A couple of whistles have my face absolutely burning with embarrassment, and I cover my face with my hand, staring at my feet.

“She’s cute when she’s shy, isn’t she?” he says, and somehow I know I am now even redder. Oh my god, what is he doing?

“Well, I appreciate y’all indulging me here, but I just wanted to let you know that I like her. I like her…a lot! And we haven’t really talked this out yet—” he says, then leans down to whisper to me, “I’m sorry I wasn’t there this morning. I had something important.”

He stands back up to continue, but keeps his eyes on mine, holding our gaze with a serious look before letting his dimples slide in place again. My heart has literally stopped. My eyes are wide, and the words Mason is saying have me wanting desperately to smile—but shock has taken over everything.

“Anyhow, I just wanted to make sure my intentions were clear. I’ve got some work to do with this one, so I wanted to make sure the story was straight from the get go. I like Avery Abbot, and I’m going to work my ass off to make her like me back. So no hitting on her and messing up my thing, got it?”

He points right at his band mates sitting in the corner. They all raise their beers, jokingly crossing their hearts. By the looks on their faces, I can tell what Mason did surprised them, and something deep inside me is waiting for them to start laughing, for the joke to end—the punch line. But it never comes.

Mason jumps down from the chair, his black work boots making a heavy thud on the floor. I manage to find Claire’s face in the background over his shoulder. I think she may be cheering, but everything is happening in a blurry slow motion, so I can’t really tell. Mason isn’t moving away, but instead, he’s reaching for my hand, pulling me closer to the tight gray fabric of his T-shirt that is hugging his arms and chest.

In seconds, his hands are cradling both sides of my face, his fingertips pushing into my hairline, and then his lips are on me hard. He’s kissing me so wildly, he’s moving me backward until he reaches behind my lower back, pulling me close, leaning me with his force. I give in instantly, my body betraying my mind’s warning signs, and I grip at his back, holding fists full of his T-shirt in my hands.

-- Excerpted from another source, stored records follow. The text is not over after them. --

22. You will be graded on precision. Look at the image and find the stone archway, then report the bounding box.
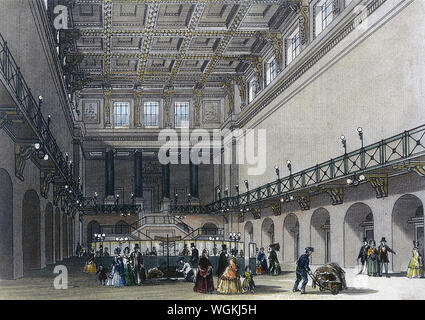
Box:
[44,202,54,264]
[261,218,275,253]
[22,190,41,274]
[55,208,61,261]
[244,221,256,258]
[344,202,376,268]
[0,169,14,280]
[392,194,424,272]
[87,220,100,245]
[282,213,300,263]
[310,208,330,264]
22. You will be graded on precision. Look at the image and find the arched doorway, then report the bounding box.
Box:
[282,213,300,262]
[244,221,256,258]
[202,222,218,236]
[62,214,68,259]
[392,194,424,272]
[87,220,100,245]
[44,202,53,264]
[344,202,375,268]
[0,169,14,280]
[22,190,41,274]
[115,220,130,234]
[261,218,275,252]
[55,208,61,261]
[310,208,330,264]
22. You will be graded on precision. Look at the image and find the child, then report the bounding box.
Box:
[242,266,255,293]
[96,265,108,286]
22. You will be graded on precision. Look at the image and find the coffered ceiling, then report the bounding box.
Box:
[63,0,292,89]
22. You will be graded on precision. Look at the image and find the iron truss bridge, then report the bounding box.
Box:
[0,34,82,214]
[170,125,425,218]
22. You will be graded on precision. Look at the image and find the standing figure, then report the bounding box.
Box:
[357,238,369,274]
[217,244,228,286]
[96,265,108,286]
[292,247,314,294]
[367,240,379,277]
[177,259,193,282]
[242,266,255,293]
[84,249,96,273]
[121,247,136,286]
[407,241,423,278]
[193,249,214,293]
[107,248,124,287]
[269,246,281,276]
[378,237,396,278]
[257,248,269,274]
[190,243,199,280]
[130,243,146,285]
[217,257,242,294]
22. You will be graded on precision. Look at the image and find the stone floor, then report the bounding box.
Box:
[0,259,425,300]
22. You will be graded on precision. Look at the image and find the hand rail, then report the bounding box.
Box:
[170,125,425,214]
[0,34,79,193]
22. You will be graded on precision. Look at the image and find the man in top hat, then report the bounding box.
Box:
[357,238,369,274]
[378,237,396,278]
[292,247,314,294]
[190,243,199,281]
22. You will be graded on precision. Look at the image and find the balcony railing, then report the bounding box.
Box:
[170,125,425,214]
[0,34,79,193]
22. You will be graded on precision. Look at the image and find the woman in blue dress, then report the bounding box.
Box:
[257,248,269,274]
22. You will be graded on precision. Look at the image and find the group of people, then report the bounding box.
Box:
[256,245,281,276]
[357,237,423,278]
[84,244,146,287]
[187,243,255,294]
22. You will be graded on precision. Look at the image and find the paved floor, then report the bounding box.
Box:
[0,259,425,300]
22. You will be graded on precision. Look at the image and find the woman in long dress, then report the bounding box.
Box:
[122,247,136,286]
[84,249,96,273]
[217,257,242,294]
[407,243,423,278]
[107,248,124,287]
[193,249,214,293]
[367,240,379,277]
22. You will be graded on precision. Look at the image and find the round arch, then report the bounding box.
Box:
[243,221,255,258]
[261,218,275,252]
[44,202,54,264]
[114,220,130,234]
[87,220,100,245]
[22,190,41,274]
[310,208,330,264]
[282,213,300,262]
[344,202,374,268]
[392,194,424,272]
[0,169,14,280]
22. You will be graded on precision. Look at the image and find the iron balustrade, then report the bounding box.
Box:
[0,34,79,193]
[170,125,425,214]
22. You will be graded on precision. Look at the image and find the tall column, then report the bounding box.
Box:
[161,163,170,211]
[189,161,199,202]
[105,149,115,204]
[134,150,144,219]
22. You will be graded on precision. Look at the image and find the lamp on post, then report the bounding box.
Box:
[340,135,347,154]
[357,127,363,149]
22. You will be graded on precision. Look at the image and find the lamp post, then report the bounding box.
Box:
[229,232,241,257]
[357,127,363,149]
[340,135,347,154]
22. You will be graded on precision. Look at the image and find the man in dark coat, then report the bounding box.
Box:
[378,237,396,278]
[292,247,314,294]
[190,243,199,282]
[357,238,369,274]
[217,244,229,280]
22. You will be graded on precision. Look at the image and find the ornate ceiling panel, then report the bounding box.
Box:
[62,0,290,90]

His lips are everything they were last night, everything they were in my dream. His kiss is firm, commanding—he is definitely in charge, and I’m following, willingly. He smells of the most unbelievable spices, and with each inhale I’m kissing him harder, suddenly drunk on his scent.

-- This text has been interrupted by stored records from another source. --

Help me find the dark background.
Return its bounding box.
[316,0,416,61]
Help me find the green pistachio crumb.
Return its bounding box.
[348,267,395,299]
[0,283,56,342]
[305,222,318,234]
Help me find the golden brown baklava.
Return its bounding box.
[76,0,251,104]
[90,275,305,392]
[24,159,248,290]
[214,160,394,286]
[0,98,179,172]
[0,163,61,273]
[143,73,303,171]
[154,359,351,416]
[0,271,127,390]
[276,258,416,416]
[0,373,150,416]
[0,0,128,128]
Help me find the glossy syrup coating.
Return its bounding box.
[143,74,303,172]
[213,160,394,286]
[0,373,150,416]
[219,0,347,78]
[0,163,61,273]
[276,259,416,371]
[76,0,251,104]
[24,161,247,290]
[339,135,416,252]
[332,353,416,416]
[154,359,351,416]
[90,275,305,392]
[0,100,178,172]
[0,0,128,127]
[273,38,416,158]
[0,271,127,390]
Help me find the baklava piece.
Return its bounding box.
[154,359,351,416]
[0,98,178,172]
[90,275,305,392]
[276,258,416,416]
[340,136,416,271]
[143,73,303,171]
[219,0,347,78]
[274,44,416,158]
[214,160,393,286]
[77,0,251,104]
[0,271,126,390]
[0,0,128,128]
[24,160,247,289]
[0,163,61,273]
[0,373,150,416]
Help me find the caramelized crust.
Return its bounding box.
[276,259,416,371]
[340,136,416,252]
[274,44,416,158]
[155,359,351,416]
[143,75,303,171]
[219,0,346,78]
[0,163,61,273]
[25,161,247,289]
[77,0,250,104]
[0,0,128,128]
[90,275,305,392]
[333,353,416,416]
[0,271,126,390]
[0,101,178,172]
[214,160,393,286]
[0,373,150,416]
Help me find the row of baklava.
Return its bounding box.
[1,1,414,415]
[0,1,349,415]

He sucks in my top lip, holding it hostage in his mouth for a few long seconds, his hands holding me close to him, almost like he’s afraid something will take me away if he lets go. When he finally releases his hold on my mouth, we’re both breathless, our foreheads pressed together while we cling to one another. I’m lost in this moment, content to just stand here, when another whistle forces my eyes open, this one from Claire.

“I’m so sorry I wasn’t there this morning,” he whispers, still holding me close. “I wanted to be, but there was something…something very important…that I had to do. I can’t tell you, but I’m asking you to believe me…to trust me. I know I’ve got to earn everything with you. And I will, Avery. I will. I meant every word of that. I like you…I more than like you. So maybe we can start with that?”

My tongue is numb, and my face is still tingling from his touch. I can feel the moisture forming in the corners of my eyes, and I desperately don’t want to cry, but I know I’m going to tear up any second now. I just nod yes to him, because I like him too. I more than like him. But I’m also not ready for him to hear any of that yet. That’s…going to take time.